It's 1 million LoC they merged in a week. And that's only the final state. It's going to be much, much more if you include changes in individual commits. 6,755 commits were pushed to the PR branch, including dozens that were made shortly before the branch was merged to main. There's not a chance that anyone has read the code in any significant portion, or even in the future, because people who review code don't merge to main before they do so.
> There's not a chance that anyone has read the code in any significant portion
Sure, but that wasn't really the question, the question was why it's obvious no-one or no-thing have closely reviewed the code? Given they use LLMs to produce the code, wouldn't surprise me if they used LLMs to review it too, and I don't see it as unfeasible to be able to review a lot of code on a lot shorter timeframe.
It's not like they're doing something unique or novel, they even had an implementation in another language they knew did the right thing, so all the review would have to do, would be to make sure it's the same in the new language.
Don't get me wrong, again, probably there is plenty of mistakes in there, and might catch on fire when run in the wrong way, but I still don't think it's obvious how they've done things, unless you have insights into their process which seems clear to me now that you don't.

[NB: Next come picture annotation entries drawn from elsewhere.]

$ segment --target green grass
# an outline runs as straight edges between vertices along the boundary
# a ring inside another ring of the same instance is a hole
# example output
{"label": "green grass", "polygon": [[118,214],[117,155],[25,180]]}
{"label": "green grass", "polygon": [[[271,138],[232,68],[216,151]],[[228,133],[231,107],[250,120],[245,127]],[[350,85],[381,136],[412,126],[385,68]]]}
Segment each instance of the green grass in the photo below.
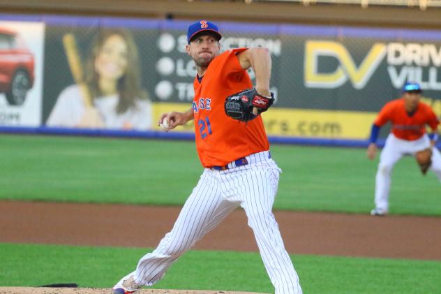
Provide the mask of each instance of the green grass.
{"label": "green grass", "polygon": [[[0,244],[0,285],[110,288],[149,249]],[[291,256],[308,294],[438,293],[441,262]],[[257,253],[192,251],[156,288],[273,293]]]}
{"label": "green grass", "polygon": [[[368,213],[376,161],[362,149],[271,146],[276,210]],[[181,205],[202,168],[194,142],[0,135],[0,199]],[[411,157],[396,166],[393,214],[441,215],[441,184]]]}

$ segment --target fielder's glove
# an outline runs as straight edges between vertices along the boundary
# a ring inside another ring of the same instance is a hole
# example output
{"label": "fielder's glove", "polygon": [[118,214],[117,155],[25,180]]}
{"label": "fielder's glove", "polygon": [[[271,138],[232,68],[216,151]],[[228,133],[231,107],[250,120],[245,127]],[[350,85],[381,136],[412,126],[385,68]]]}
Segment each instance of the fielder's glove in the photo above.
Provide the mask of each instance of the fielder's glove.
{"label": "fielder's glove", "polygon": [[426,175],[427,170],[432,164],[432,149],[426,148],[415,153],[415,159],[419,166],[419,169],[423,175]]}
{"label": "fielder's glove", "polygon": [[[255,88],[247,89],[229,96],[225,99],[225,110],[227,116],[241,122],[248,122],[255,119],[257,115],[267,111],[274,102],[274,94],[271,97],[260,95]],[[257,108],[257,114],[253,112],[253,108]]]}

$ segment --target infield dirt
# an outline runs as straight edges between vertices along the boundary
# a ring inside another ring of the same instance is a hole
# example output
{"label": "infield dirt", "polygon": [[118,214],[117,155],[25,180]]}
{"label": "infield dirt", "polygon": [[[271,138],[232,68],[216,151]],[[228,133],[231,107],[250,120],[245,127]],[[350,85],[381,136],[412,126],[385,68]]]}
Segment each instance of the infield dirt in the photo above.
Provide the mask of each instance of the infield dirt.
{"label": "infield dirt", "polygon": [[[181,207],[0,200],[0,242],[156,247]],[[20,213],[17,213],[20,212]],[[290,253],[441,260],[441,218],[274,212]],[[134,231],[148,232],[134,234]],[[114,238],[118,232],[119,238]],[[245,213],[232,212],[195,249],[257,251]],[[147,252],[146,252],[147,253]],[[0,294],[109,294],[110,289],[0,287]],[[142,290],[140,294],[246,294]]]}

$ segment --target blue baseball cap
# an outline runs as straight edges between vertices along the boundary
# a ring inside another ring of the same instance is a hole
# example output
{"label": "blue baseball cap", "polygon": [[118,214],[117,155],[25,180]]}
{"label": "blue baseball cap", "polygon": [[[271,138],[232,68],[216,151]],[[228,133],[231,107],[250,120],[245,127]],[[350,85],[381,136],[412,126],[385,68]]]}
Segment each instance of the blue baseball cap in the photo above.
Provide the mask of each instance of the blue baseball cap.
{"label": "blue baseball cap", "polygon": [[202,31],[211,31],[216,36],[218,41],[222,38],[222,35],[219,33],[218,26],[211,22],[207,20],[200,20],[193,24],[190,24],[187,31],[187,42],[190,44],[191,39],[197,34]]}
{"label": "blue baseball cap", "polygon": [[403,87],[403,92],[417,92],[421,93],[423,90],[419,87],[419,84],[416,82],[408,82]]}

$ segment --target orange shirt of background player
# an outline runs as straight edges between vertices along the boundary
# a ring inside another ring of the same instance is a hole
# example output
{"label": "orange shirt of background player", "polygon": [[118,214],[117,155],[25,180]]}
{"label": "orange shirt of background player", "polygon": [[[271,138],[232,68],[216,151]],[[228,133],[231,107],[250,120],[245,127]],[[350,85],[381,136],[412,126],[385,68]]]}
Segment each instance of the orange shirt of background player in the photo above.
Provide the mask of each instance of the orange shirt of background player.
{"label": "orange shirt of background player", "polygon": [[440,122],[432,109],[419,102],[417,110],[409,115],[404,108],[404,99],[396,99],[387,103],[380,111],[374,122],[382,126],[387,122],[392,124],[391,133],[398,138],[413,141],[426,133],[426,125],[436,130]]}
{"label": "orange shirt of background player", "polygon": [[248,73],[241,66],[237,53],[225,51],[209,65],[201,82],[195,79],[193,103],[196,149],[202,166],[209,168],[269,149],[260,116],[247,124],[225,115],[227,96],[253,87]]}

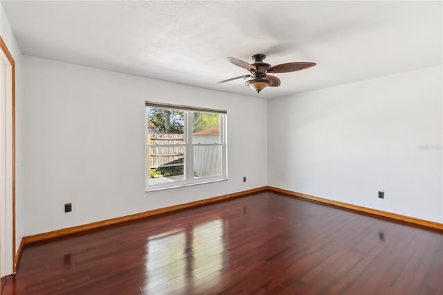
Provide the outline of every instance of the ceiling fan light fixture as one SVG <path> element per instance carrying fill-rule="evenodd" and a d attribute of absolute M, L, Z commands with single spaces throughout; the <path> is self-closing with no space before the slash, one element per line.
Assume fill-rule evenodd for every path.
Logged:
<path fill-rule="evenodd" d="M 268 79 L 254 79 L 246 81 L 245 84 L 248 87 L 252 88 L 260 93 L 264 88 L 271 86 L 272 82 Z"/>

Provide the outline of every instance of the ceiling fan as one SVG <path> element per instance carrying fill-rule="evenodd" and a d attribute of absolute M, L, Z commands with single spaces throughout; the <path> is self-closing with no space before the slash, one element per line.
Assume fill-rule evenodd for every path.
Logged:
<path fill-rule="evenodd" d="M 231 78 L 230 79 L 224 80 L 219 83 L 232 81 L 233 80 L 246 79 L 249 77 L 252 80 L 249 80 L 245 82 L 246 86 L 257 91 L 260 93 L 264 87 L 270 86 L 271 87 L 277 87 L 280 84 L 280 80 L 275 76 L 268 75 L 269 73 L 289 73 L 296 71 L 304 70 L 311 66 L 315 66 L 315 62 L 287 62 L 285 64 L 276 64 L 271 66 L 271 64 L 263 62 L 266 57 L 264 54 L 255 54 L 252 56 L 254 61 L 253 63 L 249 64 L 243 60 L 237 60 L 234 57 L 226 57 L 233 64 L 236 66 L 244 68 L 251 72 L 250 75 L 239 75 L 238 77 Z"/>

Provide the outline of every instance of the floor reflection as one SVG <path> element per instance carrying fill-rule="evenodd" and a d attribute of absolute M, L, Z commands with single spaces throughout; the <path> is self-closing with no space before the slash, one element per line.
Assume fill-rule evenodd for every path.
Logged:
<path fill-rule="evenodd" d="M 150 236 L 142 290 L 186 293 L 204 283 L 204 278 L 223 267 L 223 220 L 217 218 Z M 211 278 L 211 283 L 218 283 L 217 277 Z"/>

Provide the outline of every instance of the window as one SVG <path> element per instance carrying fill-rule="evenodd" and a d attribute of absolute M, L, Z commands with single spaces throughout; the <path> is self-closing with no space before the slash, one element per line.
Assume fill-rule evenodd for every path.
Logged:
<path fill-rule="evenodd" d="M 226 179 L 226 111 L 146 102 L 146 190 Z"/>

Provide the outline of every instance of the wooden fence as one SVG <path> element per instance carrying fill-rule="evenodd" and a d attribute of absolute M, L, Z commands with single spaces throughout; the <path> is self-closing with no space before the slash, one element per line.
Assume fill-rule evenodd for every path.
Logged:
<path fill-rule="evenodd" d="M 150 133 L 147 135 L 148 145 L 180 145 L 183 143 L 183 134 Z M 148 151 L 150 167 L 158 168 L 183 166 L 183 147 L 151 146 Z"/>
<path fill-rule="evenodd" d="M 213 136 L 198 136 L 200 143 L 213 143 L 217 140 Z M 217 136 L 215 136 L 217 137 Z M 147 134 L 148 159 L 150 168 L 183 166 L 184 150 L 183 146 L 162 146 L 184 143 L 183 134 L 150 133 Z M 219 145 L 196 146 L 194 150 L 194 176 L 208 177 L 221 172 L 222 147 Z"/>

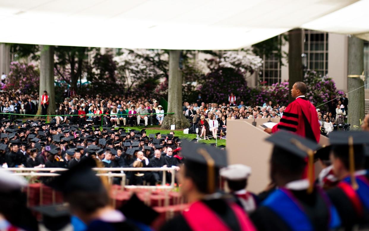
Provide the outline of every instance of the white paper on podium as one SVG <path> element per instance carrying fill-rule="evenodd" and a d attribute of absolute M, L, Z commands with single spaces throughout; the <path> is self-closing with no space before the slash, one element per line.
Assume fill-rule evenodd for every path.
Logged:
<path fill-rule="evenodd" d="M 277 124 L 276 123 L 273 123 L 272 122 L 268 122 L 266 123 L 264 123 L 263 124 L 263 125 L 265 126 L 268 128 L 272 128 L 273 127 Z"/>

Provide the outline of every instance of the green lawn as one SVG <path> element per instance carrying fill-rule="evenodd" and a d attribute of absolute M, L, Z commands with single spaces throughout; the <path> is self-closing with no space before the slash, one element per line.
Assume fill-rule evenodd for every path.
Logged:
<path fill-rule="evenodd" d="M 129 128 L 130 129 L 134 129 L 135 130 L 138 130 L 138 131 L 141 131 L 142 129 L 143 129 L 145 128 L 143 126 L 139 126 L 139 127 L 124 127 L 125 129 L 127 129 L 127 128 Z M 149 125 L 148 126 L 148 128 L 146 129 L 146 134 L 147 136 L 149 136 L 149 134 L 155 134 L 155 133 L 157 133 L 158 132 L 160 132 L 162 134 L 169 134 L 169 132 L 170 131 L 170 130 L 162 130 L 160 129 L 160 127 L 158 126 L 150 126 Z M 118 128 L 116 128 L 116 129 Z M 181 139 L 187 139 L 190 140 L 194 138 L 196 138 L 196 134 L 184 134 L 183 130 L 178 131 L 175 130 L 174 131 L 175 136 L 179 137 Z M 210 140 L 200 140 L 199 141 L 199 143 L 203 142 L 206 143 L 206 144 L 211 144 L 211 143 L 215 143 L 215 139 L 213 138 L 210 139 Z M 218 139 L 218 145 L 225 145 L 225 139 Z"/>

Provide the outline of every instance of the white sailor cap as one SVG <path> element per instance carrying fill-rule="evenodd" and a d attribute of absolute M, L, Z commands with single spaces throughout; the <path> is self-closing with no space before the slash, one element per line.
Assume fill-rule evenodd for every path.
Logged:
<path fill-rule="evenodd" d="M 251 174 L 251 168 L 241 164 L 231 165 L 220 169 L 220 175 L 231 180 L 247 179 Z"/>
<path fill-rule="evenodd" d="M 27 185 L 24 178 L 6 170 L 0 170 L 0 192 L 7 192 L 20 190 Z"/>

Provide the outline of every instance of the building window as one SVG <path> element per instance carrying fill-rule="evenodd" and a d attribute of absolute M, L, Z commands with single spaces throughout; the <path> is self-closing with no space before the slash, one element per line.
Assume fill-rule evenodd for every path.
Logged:
<path fill-rule="evenodd" d="M 322 76 L 328 72 L 328 33 L 304 30 L 303 53 L 306 55 L 304 70 L 313 70 Z"/>
<path fill-rule="evenodd" d="M 269 86 L 280 82 L 280 61 L 279 58 L 273 54 L 268 58 L 264 55 L 263 56 L 263 60 L 264 62 L 262 76 L 260 79 L 263 82 L 266 82 L 266 85 Z"/>
<path fill-rule="evenodd" d="M 364 75 L 366 80 L 365 84 L 369 83 L 369 42 L 364 42 Z M 365 88 L 369 89 L 369 85 L 365 85 Z"/>

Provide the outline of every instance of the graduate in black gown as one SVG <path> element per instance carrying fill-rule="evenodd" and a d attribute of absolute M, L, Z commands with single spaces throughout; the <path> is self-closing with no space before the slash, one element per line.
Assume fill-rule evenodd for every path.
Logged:
<path fill-rule="evenodd" d="M 139 230 L 109 205 L 107 190 L 91 169 L 96 163 L 92 158 L 84 159 L 48 185 L 62 192 L 72 213 L 87 225 L 87 231 Z"/>
<path fill-rule="evenodd" d="M 326 195 L 303 177 L 307 153 L 313 159 L 317 144 L 286 131 L 266 140 L 274 145 L 270 176 L 278 188 L 250 216 L 258 230 L 325 231 L 339 227 L 337 210 Z"/>
<path fill-rule="evenodd" d="M 225 152 L 185 141 L 182 145 L 185 161 L 177 174 L 178 180 L 190 206 L 161 230 L 255 230 L 241 207 L 216 192 L 219 168 L 227 165 Z"/>
<path fill-rule="evenodd" d="M 369 177 L 364 169 L 367 132 L 335 132 L 330 134 L 333 172 L 339 182 L 328 191 L 345 230 L 369 228 Z M 350 160 L 353 160 L 351 161 Z M 368 230 L 367 229 L 366 230 Z"/>

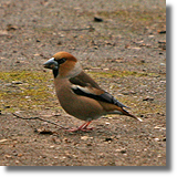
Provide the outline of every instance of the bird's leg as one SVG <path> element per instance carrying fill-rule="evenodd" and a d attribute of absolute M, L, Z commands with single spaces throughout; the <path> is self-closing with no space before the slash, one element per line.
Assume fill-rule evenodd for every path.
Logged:
<path fill-rule="evenodd" d="M 77 128 L 66 129 L 66 132 L 77 132 L 77 131 L 87 132 L 87 131 L 92 131 L 93 128 L 87 128 L 87 126 L 91 124 L 91 122 L 92 121 L 86 122 Z"/>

> They obviously haven't closely reviewed the code. That's the point
You asked why.
If Bun’s maintainers truly reviewed it, they would've had to read at least 6k lines per hour for a full week without a break. No one can claim in good faith that could possibly have happened.
Bun is now a black box consisting of million lines of largely unread code. No amount of "you don't know the whole story" lawyering or endless demands for "proof" of the obvious will change that.
The scope of the issue goes far deeper than "there might be some mistakes." Because what happened with the rewrite isn't engineering. Engineering applies the scientific method and rigorous verification to real world problems. It surely isn't about trusting a digital genie's "guarantees" that "all is fine." All aspects of LLM output is undefined behavior, and Bun blindly accepted million lines of code generated from it.
Before anyone brings it up again, tests aren't a sufficient defense. They only catch a tiny subset of the infinite possible failures. Modern software development still depends on developers understanding the code they produce.